Recommend mode - participation only

  1. Selection completes → state = PENDING
  2. exposure_shown verified → state = EXPOSURE_SHOWN
  3. No further events within attribution window
  4. Operator settles CPX → state = SETTLED
Each transition is timestamped and recorded according to operator-defined ledger policies.

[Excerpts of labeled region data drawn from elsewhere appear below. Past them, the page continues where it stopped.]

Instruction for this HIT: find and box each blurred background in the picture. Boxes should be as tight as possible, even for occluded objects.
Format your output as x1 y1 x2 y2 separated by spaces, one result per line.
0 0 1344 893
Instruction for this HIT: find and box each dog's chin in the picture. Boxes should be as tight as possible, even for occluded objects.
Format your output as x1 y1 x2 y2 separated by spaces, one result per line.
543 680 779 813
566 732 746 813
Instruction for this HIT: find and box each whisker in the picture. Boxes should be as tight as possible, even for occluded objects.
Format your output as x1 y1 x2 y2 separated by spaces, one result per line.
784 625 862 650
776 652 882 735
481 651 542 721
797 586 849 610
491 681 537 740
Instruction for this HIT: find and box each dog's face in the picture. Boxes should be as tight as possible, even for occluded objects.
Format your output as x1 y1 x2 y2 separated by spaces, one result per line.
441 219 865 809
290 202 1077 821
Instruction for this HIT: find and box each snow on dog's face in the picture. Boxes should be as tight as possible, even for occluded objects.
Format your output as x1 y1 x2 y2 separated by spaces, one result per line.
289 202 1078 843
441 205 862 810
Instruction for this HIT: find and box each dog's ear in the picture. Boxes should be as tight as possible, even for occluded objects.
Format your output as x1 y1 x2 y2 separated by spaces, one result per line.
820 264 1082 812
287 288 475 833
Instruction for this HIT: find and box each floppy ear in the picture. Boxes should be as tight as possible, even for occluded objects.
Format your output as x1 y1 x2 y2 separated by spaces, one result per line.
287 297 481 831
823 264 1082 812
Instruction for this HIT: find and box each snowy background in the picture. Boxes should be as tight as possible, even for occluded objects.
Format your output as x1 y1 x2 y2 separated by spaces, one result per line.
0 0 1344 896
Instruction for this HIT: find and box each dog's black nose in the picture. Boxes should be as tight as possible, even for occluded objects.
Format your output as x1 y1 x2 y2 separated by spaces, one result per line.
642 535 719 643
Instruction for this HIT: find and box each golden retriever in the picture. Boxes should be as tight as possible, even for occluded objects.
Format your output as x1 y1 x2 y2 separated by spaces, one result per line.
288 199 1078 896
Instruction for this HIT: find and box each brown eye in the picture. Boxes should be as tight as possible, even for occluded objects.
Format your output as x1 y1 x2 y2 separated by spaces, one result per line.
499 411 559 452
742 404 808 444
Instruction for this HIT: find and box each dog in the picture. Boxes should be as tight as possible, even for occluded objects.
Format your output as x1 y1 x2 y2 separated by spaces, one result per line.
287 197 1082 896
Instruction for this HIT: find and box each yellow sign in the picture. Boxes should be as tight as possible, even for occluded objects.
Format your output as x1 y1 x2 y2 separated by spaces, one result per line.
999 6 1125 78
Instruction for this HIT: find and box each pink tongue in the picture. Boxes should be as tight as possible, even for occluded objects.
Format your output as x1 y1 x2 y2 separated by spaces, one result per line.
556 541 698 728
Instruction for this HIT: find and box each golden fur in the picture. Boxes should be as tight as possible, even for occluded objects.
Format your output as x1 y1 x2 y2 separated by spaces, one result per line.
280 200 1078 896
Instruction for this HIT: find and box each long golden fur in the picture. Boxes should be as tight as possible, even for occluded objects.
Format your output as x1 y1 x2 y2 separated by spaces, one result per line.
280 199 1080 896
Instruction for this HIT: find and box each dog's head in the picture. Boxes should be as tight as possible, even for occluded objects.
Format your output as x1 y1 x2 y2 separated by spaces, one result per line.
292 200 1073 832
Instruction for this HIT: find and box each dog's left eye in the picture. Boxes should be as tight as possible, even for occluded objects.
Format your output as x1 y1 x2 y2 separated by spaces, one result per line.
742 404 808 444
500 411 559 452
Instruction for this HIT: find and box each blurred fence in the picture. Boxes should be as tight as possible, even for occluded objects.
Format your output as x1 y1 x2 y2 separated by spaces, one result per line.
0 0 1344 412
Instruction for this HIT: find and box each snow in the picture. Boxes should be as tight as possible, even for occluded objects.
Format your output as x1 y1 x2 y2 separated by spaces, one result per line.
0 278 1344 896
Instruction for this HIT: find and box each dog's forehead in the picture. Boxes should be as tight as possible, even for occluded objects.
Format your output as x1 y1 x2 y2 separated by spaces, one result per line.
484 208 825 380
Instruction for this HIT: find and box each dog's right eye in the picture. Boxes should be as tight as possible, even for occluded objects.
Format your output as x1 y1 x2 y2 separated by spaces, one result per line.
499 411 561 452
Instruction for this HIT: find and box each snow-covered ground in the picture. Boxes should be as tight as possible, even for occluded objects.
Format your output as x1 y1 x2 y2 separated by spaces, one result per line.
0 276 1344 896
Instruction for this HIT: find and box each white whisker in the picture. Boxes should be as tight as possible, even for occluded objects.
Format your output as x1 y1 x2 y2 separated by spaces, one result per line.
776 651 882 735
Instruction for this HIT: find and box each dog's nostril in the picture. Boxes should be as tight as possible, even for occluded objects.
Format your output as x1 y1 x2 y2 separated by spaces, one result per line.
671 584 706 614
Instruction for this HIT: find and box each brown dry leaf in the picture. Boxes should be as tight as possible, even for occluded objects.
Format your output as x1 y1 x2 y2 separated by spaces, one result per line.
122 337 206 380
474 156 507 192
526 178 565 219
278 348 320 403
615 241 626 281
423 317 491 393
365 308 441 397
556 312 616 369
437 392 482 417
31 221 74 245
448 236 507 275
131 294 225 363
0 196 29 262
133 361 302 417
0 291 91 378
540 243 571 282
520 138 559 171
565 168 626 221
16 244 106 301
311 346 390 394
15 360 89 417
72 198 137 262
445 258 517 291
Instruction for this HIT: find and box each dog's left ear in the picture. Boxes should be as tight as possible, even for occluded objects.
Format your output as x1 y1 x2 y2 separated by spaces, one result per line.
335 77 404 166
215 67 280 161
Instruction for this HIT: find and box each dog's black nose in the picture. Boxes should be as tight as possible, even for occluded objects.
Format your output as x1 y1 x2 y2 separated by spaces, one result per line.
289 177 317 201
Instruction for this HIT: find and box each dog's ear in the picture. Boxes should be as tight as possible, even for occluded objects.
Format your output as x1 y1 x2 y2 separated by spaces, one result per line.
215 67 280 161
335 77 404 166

6. How it prevents double billing

The protocol constrains allowed transitions:
  • Two exposure_shown events for the same token cannot both transition the state forward
  • An interaction_started without prior exposure_shown state is not a valid transition
  • A task_completed without a verified prior state is not a valid transition
Operators implement their own logic to detect and enforce these constraints, ensuring settlement integrity and logical consistency.

7. Ledger integration

Operators maintain ledgers that record state transitions and final states, ensuring:
  • Immutable event chains
  • Deterministic reconciliation
  • Verified settlement records
The protocol guarantees that settled states are immutable. Operators define their own ledger structure and settlement policies.
{
  "serve_token": "stk_abcxyz123",
  "session_id": "s_001",
  "platform_id": "pf_chatapp",
  "agent_id": "ag_123",
  "auction_id": "auc_981",
  "state": "SETTLED",
  "interaction_mode": "delegate",
  "final_unit": "CPA",
  "final_amount_micros": 10000000,
  "currency": "USD",
  "timestamps": {
    "auction": "2025-11-11T18:00:00Z",
    "exposure_shown": "2025-11-11T18:00:00Z",
    "delegation_started": "2025-11-11T18:01:00Z",
    "task_completed": "2025-11-11T18:30:00Z",
    "settled": "2025-11-11T19:00:00Z"
  }
}

8. Guarantees

The protocol guarantees:
  • State transitions are one-directional and irreversible.
  • No regression once a higher state is reached.
  • At most one billable terminal state per serve_token.
  • Settled states are immutable and audit-safe.
  • Both recommend and delegate mode follow the same state machine with branching at EXPOSURE_SHOWN.
Operators implement their own logic for detecting transitions, verifying events, handling expiration windows, and processing refunds or reversals.

Summary

The AIP state machine defines protocol-level constraints that ensure a single source of truth for every decision lifecycle - preventing duplicates, enforcing fairness, and keeping the ecosystem financially clean. Operators implement their own state management systems to enforce these constraints.